Sample practice for masking underlying data in E-MapReduce clusters - DataWorks

If a user has permissions to query specific sensitive data in an E-MapReduce (EMR) cluster but you don't want them to view complete sensitive data, you can enable the dynamic data masking feature for EMR to dynamically mask sensitive data in query results. This topic describes how to enable the dynamic data masking feature for EMR and provides examples for reference.

Limits

EMR clusters support only the sensitive data identification and data masking features of Data Security Guard.
The sensitive data identification and data masking features are supported only by specific types of EMR clusters and tables. For more information, see Which types of Hive tables can be previewed in Data Map?.
The metadata at the Data Security Guard side is updated with a delay of one day. If you want to mask EMR data, the EMR data that you want to mask must be created one day earlier.
Only exclusive resource groups for scheduling are supported. For more information, see Exclusive resource groups for scheduling.

Preparations

Prerequisites

By default, Data Security Guard uses the EMR cluster account that maps to your Alibaba Cloud account to sample data. If Lightweight Directory Access Protocol (LDAP) or Kerberos authentication is enabled for your EMR cluster and Ranger or DLF-Auth is used to manage table permissions, you must configure a mapping between the Alibaba Cloud account and the EMR cluster account.
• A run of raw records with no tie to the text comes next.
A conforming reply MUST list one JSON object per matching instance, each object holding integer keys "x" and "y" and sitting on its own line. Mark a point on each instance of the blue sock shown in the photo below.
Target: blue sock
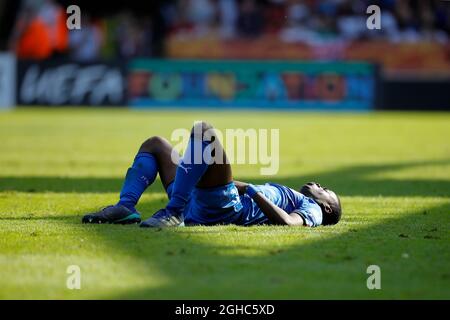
{"x": 189, "y": 171}
{"x": 139, "y": 176}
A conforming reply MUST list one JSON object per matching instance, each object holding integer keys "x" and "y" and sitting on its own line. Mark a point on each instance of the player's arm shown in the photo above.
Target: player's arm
{"x": 275, "y": 214}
You must ensure that the mapped EMR cluster account has the required permissions to access tables in the EMR cluster. For more information, see DataStudio (old version): Associate an EMR computing resource.

Prepare data

Create an EMR table

Go to the DataStudio page.
Log on to the DataWorks console. In the top navigation bar, select the desired region. In the left-side navigation pane, choose Data Development and O&M > Data Development. On the page that appears, select the desired workspace from the drop-down list and click Go to Data Development.
On the Data Development page, click Create and select Create Node > EMR Hive to create a Hive node.

Modify the node code and create the onefall_test_dsg table.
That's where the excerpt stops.